The deformation behavior of polymer materials below their glass transition temperature involves a complex intermingling of elasticity, of viscoplastic yielding with softening and large strain hardening, and of significant rate, temperature and pressure dependency. During unloading, the response exhibits large non-linearity as well, combining forward and backward creep. Even though the nature of the atomistic underlying mechanisms is relatively well understood, a full picture of the interactions between the elementary distortion mechanisms and their collective organization capturing the complexity of the macroscopic behavior is still lacking. Here, we propose a mesoscale approach based on the heterogeneous activation of molecular level shear transformation zones and we show that it is rich enough to unravel the physical origin of most aspects of the macroscopic viscoplastic response.
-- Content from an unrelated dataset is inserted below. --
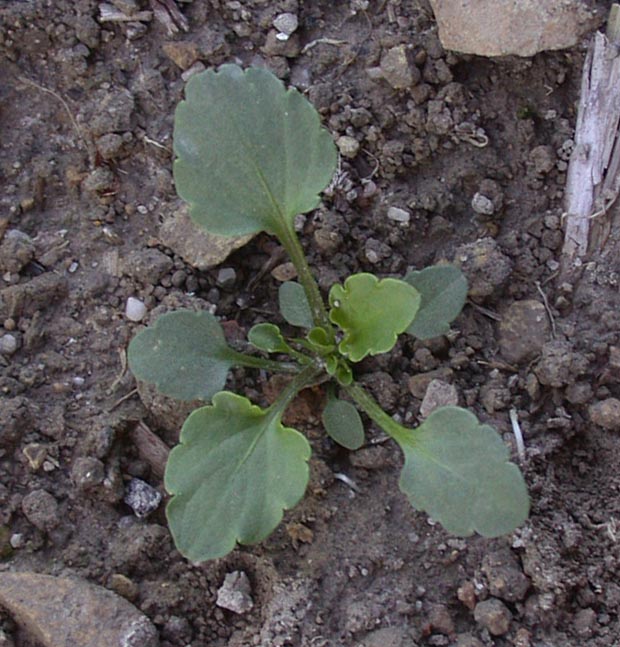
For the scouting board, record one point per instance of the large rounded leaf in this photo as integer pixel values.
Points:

The study is based on a wide micro- and macro-mechanical test campaign on a thermoset material. In addition to providing a full characterization of all macroscopic properties, evidence of a complex rate reversal mechanism upon unloading is given. Other experiments provide insights about the characteristic length scales at play. Compared to existing continuum models involving typically more than 25 parameters, the present formalism is based on only 7 physical parameters while allowing quantitative predictions of all the experimental data. The present approach opens new avenues for the prediction of the mechanical response of a variety of polymer applications in confined state such as in composites or in adhesive joints. It also offers a new line of thought to address the mechanics of polymers at small and intermediate length scales.
- Deformation micro-mechanisms
- Discrete and heterogeneous plasticity
- Glassy polymers
- Mesoscale modeling
- STZ Dynamics